Absolutely better balance and core strength. Stronger legs - that much I can tell from riding. But also, when I'm swimming, my swimming companion - who's only about 10lbs heavier than I am - notes that he floats more readily than I do, meaning I (theoretically) have more muscle. I can tell the difference when I practice yoga, too. 



My knees were already shot before I started riding. But I'm strong enough now that it's relaxing to go stirrupless for extended (like most of an hour ride) periods.


----------



## Cordillera Cowboy (Jun 6, 2014)

I’ve been riding since childhood, so much of the fitness that you folks have described probably occurred without my noticing. 

The majority of changes that have stayed with me through the decades have been the injuries. Fortunately, I’ve escaped serious injuries. But I carry a scar and a bump on my head from being tossed headfirst onto a tree stump. Just a few years ago I noticed that one of my hips hurt more than the other one. Then I remembered being run into a tree by a horse long ago. And I have a dead spot, about the size of a half dollar in the small of my back to remind me of my last rodeo. 

I’m a bit bow legged. I attribute that to riding every day the sun shown from the time I was 6 till I left home at 18. 

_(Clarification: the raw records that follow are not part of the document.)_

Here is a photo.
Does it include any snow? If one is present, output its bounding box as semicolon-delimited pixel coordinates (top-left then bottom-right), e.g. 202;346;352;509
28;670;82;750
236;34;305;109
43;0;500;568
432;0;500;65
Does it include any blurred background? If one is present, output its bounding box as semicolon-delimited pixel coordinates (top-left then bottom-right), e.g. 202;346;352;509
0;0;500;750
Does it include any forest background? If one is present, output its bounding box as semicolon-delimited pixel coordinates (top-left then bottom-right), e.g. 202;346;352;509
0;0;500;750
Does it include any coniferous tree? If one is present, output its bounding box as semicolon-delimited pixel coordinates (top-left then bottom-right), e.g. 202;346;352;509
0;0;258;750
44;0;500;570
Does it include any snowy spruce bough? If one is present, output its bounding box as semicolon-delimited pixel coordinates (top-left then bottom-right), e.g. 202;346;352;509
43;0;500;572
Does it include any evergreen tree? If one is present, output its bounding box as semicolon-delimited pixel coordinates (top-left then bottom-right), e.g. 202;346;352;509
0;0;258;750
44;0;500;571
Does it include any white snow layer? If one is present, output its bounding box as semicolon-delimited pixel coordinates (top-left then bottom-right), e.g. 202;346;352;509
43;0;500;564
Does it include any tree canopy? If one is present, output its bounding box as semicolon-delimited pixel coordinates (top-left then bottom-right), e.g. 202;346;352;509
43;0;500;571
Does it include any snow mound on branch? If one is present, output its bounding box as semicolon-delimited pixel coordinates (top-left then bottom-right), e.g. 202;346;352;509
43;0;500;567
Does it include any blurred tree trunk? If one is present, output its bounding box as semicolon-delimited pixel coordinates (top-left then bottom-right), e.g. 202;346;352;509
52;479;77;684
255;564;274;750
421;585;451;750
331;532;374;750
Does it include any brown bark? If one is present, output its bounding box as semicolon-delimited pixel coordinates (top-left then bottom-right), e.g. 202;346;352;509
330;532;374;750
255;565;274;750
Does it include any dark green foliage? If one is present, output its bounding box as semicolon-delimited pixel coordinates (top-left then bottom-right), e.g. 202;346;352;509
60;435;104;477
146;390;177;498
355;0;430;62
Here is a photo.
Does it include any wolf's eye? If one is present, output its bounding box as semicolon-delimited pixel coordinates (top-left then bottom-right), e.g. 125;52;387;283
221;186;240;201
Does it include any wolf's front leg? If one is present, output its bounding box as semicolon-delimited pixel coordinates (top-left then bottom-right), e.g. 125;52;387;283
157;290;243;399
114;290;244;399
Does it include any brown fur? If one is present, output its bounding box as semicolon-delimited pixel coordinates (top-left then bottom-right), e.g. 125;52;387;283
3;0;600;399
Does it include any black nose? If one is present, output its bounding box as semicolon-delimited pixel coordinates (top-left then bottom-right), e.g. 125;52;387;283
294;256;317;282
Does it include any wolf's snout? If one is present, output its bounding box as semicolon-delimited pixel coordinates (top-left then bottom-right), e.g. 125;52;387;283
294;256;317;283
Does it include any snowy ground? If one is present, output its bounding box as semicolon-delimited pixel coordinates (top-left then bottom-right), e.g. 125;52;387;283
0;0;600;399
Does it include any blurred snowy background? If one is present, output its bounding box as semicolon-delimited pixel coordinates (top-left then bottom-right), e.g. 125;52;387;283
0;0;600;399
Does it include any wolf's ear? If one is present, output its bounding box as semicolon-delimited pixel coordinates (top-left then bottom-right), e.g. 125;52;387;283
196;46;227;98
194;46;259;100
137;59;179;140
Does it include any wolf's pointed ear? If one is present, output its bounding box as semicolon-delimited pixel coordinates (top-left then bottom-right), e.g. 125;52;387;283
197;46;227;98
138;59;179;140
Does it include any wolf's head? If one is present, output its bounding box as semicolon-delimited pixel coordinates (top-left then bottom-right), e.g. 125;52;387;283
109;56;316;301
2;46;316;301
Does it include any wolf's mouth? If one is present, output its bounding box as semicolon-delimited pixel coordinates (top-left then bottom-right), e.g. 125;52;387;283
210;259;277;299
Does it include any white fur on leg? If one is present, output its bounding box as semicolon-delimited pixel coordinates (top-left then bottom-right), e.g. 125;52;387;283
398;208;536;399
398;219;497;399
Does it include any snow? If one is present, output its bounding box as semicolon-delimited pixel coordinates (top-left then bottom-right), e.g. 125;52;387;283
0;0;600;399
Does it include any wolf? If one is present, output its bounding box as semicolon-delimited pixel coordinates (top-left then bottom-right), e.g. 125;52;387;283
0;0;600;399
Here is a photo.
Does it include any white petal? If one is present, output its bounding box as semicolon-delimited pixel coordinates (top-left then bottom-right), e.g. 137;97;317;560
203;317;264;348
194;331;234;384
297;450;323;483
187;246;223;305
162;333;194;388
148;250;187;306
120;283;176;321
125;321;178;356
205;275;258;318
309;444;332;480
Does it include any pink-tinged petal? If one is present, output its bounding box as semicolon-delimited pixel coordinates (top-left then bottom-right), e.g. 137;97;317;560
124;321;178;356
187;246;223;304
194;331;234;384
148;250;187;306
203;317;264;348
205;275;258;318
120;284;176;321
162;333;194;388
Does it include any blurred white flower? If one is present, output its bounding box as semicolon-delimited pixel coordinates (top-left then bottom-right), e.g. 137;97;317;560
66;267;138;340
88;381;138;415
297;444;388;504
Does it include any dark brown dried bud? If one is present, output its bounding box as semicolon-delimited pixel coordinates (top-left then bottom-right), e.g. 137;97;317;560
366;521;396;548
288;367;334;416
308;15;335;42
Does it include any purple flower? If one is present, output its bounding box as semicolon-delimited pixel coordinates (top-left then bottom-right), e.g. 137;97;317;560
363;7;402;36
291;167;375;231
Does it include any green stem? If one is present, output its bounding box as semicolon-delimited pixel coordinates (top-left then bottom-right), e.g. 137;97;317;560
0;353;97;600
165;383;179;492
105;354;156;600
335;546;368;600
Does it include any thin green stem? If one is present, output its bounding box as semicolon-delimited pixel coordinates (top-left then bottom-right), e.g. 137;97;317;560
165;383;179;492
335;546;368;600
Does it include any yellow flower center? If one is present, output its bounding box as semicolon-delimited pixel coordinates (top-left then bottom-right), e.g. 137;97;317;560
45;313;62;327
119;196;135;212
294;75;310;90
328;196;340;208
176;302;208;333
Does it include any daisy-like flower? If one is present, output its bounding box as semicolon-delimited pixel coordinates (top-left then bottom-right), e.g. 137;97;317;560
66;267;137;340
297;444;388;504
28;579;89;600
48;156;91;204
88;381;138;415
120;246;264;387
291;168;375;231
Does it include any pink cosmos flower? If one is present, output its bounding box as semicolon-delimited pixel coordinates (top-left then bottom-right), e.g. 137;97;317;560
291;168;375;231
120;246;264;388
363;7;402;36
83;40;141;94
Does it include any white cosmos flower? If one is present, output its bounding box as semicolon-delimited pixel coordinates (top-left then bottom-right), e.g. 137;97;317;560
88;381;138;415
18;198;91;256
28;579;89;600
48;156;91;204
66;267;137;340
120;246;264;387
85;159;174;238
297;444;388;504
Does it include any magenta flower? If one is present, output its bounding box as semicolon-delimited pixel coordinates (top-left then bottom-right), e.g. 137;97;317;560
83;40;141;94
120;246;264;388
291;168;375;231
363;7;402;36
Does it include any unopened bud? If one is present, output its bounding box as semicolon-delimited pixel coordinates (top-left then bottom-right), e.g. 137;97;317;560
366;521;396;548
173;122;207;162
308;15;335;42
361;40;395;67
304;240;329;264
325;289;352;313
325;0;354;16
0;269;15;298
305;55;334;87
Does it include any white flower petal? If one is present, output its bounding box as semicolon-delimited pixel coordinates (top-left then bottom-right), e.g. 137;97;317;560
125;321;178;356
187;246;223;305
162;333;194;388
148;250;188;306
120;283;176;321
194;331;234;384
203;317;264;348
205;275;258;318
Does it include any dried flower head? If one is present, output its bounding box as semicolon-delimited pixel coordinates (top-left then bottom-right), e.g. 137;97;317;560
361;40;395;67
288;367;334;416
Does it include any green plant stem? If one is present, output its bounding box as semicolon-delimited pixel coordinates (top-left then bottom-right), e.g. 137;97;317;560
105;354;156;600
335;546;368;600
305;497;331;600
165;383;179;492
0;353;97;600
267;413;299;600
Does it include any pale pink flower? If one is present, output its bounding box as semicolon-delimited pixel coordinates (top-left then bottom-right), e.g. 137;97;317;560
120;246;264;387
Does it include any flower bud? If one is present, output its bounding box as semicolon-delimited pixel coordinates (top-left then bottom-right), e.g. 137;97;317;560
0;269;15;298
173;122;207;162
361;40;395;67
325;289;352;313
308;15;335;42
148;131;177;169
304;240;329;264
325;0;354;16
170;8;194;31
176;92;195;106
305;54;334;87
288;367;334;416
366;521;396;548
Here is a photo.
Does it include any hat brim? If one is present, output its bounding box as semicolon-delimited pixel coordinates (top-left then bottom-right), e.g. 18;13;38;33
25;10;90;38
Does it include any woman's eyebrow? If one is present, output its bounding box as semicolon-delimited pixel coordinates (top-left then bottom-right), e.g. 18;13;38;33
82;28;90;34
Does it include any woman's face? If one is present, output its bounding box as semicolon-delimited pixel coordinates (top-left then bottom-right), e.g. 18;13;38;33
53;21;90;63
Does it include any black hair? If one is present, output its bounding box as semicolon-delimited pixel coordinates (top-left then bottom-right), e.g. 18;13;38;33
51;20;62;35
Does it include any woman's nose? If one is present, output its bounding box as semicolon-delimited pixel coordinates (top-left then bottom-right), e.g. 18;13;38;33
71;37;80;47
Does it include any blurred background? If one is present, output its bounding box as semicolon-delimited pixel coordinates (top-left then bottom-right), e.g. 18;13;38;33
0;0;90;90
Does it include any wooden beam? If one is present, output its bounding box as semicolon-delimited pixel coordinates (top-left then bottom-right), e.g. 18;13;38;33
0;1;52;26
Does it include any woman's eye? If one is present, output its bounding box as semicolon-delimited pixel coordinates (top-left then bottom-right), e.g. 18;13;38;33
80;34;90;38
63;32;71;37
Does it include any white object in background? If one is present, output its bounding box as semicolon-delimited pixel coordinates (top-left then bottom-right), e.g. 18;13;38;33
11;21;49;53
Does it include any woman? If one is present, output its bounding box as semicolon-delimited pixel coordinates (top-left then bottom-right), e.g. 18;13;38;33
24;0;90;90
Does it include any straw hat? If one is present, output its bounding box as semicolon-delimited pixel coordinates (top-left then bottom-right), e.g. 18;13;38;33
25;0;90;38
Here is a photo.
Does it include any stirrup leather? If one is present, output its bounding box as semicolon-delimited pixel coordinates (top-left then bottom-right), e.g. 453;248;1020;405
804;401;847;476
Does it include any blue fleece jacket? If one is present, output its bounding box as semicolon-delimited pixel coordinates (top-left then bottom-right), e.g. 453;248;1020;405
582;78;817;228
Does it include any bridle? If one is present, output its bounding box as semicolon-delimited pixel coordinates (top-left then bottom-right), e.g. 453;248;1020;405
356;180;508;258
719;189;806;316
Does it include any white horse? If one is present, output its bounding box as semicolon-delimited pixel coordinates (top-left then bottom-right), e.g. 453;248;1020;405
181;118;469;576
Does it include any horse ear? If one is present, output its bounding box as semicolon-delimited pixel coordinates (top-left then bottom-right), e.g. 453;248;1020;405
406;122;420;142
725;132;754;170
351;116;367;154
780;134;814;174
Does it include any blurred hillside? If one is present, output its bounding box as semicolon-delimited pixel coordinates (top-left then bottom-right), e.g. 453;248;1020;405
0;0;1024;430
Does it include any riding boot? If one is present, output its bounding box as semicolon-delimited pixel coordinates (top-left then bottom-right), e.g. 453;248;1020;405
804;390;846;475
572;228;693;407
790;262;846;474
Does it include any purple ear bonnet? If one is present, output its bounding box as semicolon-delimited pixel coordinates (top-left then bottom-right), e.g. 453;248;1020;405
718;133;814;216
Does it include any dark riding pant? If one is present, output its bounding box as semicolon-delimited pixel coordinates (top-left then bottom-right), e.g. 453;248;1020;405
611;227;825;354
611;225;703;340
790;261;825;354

My left leg is noticeably more muscular than my right. I think from decades of mounting mostly from the left of the horse. 

Regarding barn chores and upper body strength, as a 95 pound 13 year old, I could grab a 100 pound sack of feed by the ears and swing it onto my shoulder. That hasn’t happened for a long time, and never will again.


----------



## Woodhaven (Jan 21, 2014)

I started riding when I was 18, I am slightly knock kneed and at that time weighed 135 lb. now after 61 years and thousands of miles on horseback I am still slightly knock kneed and weigh 120 lb.
If i ride about three times a week I can eat anything and not gain weight. My legs and butt are skinny but I am packing more around the middle than I used to.

My knees always ached when I was younger and riding seemed to help that altho I have had some injuries to my knees so they ache more now because of those injuries. My left leg has been broken in four places (different times) and a nasty crushing accident where a horse fell on that leg.

All in all I don't think riding has changed me a lot but I am just a lot fitter for it because I would be an absolute couch potato without the horses ( and probably a lot fatter as I love my food)


----------



## trailhorserider (Oct 13, 2009)

Woodhaven said:


> If i ride about three times a week I can eat anything and not gain weight.



Really!? I ride all the time, at least every other day, and I weight well over 200 lbs. :frown_color: And my horse is at home so I do all the stacking of hay and manure picking too. 

I really don't know how riding has changed my body because I was a fat kid, a fat teenager (when I got my first horse) and am still fat in my 40's. 

What I do notice is that I feel pretty strong and I have calves of steel........they are so muscular that some jeans are too tight in the calves which I find annoying. I feel like my legs are the strongest part of my body. 

But I also have back problems now and then which seem to be worse if I sit in the wrong saddle......like if the saddle is too wide and dips down in front even a little it hurts my back. 

But I love riding and I would be lost if I didn't get to go out in the woods and ride at least once or twice a week. I get mentally really depressed if I don't. It's more than just riding the horse, although my horse is my best friend outside of family, but it's also getting that mental escape by being out in nature. I would say the mental benefits are better than the physical!


----------



## IRideaHippogriff (Jul 19, 2016)

Hmm...I don't feel like riding does enough for me on its own. Maybe it slowly improves my core and balance, but I find that I need to work on my yoga, and watch what I eat, to be in better riding shape. Before I bought Coralie I was also hiking several times a week, and now when I go hiking (less than once a week) I can barely keep up! I'm guessing the type of riding matters a lot too though, so maybe my 4-5, 30-45 minute rides on the flat aren't quite enough.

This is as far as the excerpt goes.